James Van Der Beek: I’m feeling great, especially today. I’m very happy to get the word out. So this all feels really good.
The Healthy: Can you share with our audience, so they can be aware for themselves: What led to your colorectal cancer diagnosis? Did you experience symptoms, or was this through screening?
James Van Der Beek: I had a couple symptoms, but what I really want to stress is that you don’t need symptoms to get screened—and the age at which it is recommended that you get screened, [which] is 45. I didn’t realize that had changed from 50, and it can be even younger if you have a family history or other complications. So I did have some symptoms, but really you can’t go by that. Go by the recommended screening guidelines.

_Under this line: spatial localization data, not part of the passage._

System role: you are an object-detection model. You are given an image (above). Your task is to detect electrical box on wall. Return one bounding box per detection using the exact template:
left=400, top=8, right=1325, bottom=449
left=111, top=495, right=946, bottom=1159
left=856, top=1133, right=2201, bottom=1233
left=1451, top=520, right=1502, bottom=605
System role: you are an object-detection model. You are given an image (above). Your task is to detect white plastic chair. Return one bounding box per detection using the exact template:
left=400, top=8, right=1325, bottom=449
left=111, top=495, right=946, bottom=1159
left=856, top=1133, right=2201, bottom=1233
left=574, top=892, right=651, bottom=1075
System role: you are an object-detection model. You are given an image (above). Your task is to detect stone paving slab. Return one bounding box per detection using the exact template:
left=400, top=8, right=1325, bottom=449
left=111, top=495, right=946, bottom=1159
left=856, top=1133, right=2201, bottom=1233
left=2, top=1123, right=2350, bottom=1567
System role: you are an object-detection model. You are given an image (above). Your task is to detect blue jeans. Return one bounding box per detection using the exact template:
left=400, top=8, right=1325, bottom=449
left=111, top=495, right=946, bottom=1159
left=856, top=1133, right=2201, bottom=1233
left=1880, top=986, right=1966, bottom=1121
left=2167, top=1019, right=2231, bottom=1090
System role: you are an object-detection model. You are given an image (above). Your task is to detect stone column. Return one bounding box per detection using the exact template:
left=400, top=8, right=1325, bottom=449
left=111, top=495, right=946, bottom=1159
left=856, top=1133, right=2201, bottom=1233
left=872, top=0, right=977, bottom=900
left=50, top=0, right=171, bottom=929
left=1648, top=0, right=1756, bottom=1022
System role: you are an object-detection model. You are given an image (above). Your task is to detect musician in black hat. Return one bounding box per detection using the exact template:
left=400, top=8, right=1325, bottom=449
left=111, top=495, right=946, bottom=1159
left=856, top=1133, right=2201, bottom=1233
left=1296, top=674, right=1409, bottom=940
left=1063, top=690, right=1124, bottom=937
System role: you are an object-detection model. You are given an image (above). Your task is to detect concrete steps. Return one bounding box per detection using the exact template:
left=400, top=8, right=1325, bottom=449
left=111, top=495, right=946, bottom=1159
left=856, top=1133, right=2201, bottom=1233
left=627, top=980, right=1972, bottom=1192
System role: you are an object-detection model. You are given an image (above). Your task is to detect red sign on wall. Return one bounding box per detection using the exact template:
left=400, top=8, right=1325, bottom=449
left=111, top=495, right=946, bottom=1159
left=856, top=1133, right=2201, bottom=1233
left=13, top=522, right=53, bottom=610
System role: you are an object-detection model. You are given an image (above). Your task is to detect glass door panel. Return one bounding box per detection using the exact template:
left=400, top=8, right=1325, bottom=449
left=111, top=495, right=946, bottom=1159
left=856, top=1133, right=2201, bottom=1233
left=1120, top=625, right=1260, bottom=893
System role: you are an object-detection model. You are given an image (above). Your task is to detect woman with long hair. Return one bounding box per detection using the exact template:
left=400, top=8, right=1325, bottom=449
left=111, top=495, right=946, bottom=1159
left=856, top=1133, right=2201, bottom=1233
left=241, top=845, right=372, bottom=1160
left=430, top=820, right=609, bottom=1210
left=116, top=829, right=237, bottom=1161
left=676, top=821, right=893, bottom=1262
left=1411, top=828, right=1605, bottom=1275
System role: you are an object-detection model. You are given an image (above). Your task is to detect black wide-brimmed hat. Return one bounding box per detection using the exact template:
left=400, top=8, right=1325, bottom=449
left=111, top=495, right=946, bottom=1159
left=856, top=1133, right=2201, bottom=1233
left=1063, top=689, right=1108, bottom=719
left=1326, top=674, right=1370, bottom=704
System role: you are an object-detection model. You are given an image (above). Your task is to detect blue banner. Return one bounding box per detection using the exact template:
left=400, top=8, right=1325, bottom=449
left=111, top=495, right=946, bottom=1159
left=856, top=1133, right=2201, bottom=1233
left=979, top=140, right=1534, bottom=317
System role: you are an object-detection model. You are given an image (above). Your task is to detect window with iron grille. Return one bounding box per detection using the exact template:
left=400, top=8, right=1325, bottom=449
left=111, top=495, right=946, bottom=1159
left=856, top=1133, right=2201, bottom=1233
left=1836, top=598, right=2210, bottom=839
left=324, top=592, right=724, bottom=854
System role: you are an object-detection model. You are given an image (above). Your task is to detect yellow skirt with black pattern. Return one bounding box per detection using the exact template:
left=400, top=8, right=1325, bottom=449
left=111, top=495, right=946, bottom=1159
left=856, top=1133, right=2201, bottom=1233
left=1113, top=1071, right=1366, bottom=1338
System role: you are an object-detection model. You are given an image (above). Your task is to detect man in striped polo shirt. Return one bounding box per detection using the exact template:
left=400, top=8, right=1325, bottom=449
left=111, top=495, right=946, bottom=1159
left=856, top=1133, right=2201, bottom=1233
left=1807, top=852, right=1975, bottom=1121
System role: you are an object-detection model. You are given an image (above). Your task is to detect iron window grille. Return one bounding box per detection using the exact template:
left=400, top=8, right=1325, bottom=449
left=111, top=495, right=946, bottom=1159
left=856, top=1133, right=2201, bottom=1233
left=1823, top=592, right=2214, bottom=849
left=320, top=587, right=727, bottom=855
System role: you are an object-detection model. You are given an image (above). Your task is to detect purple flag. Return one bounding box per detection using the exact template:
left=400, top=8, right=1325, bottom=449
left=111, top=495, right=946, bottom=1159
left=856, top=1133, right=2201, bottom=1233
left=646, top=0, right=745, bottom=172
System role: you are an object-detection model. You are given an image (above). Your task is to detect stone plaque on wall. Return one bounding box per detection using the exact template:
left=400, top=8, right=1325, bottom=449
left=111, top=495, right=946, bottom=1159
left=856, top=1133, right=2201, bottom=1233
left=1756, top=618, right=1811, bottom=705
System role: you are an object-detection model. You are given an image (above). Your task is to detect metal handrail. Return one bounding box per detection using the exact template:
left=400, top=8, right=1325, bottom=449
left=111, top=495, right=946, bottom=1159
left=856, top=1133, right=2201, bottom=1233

I want to put that on everybody’s radar even if they don’t have symptoms, because I was incredibly healthy. I was in amazing shape, great cardiovascular shape. I was doing the saunas and the cold plunges and all the biohacking things, and eating as organic as I could. I had full-blown stage III and didn’t know it.
The Healthy: On TODAY, you called cancer “a full-time job.” Those of us with a loved one who’s had cancer will relate to that so much. Don’t you wish you could pause everything else that we need to manage in life, just to focus on treatment and recovery?
James Van Der Beek: Man, wouldn’t it be great? And just one medical portal to rule them all—those two things: a “life pause” button so you can just devote full-time attention to it, and one portal that had all your records and everything that every doctor needed so you didn’t have to sign up 40 million times. Yeah.
The Healthy: Has this experience changed your choices at all? Any new perspective you’d share?
James Van Der Beek: Oh, for sure. It’s definitely deepened my awareness of self-love, and how transactional a relationship I’d had with my own self-love. Once I was taken to a point of not being able to do all the things that I prided myself in doing—being husband, father, provider—when I was just a guy with cancer, that’s when I realized how important it’s to love yourself just for existing.
The Healthy: That is profound. We ask this in all our interviews: What’s one self-care habit you refuse to skip?
James Van Der Beek: I’m not in the habit of skipping too many self-care habits at this point. I think journaling. Journaling and writing down, just free-writing, where I’m at. Not for anybody other than just my own process. I do it freehand because when I type, I find the thoughts can just go straight through my fingers and bypass my body. When I write, what I’m saying actually has the chance to kind of ruminate and sit my body for just a beat, and it makes a difference.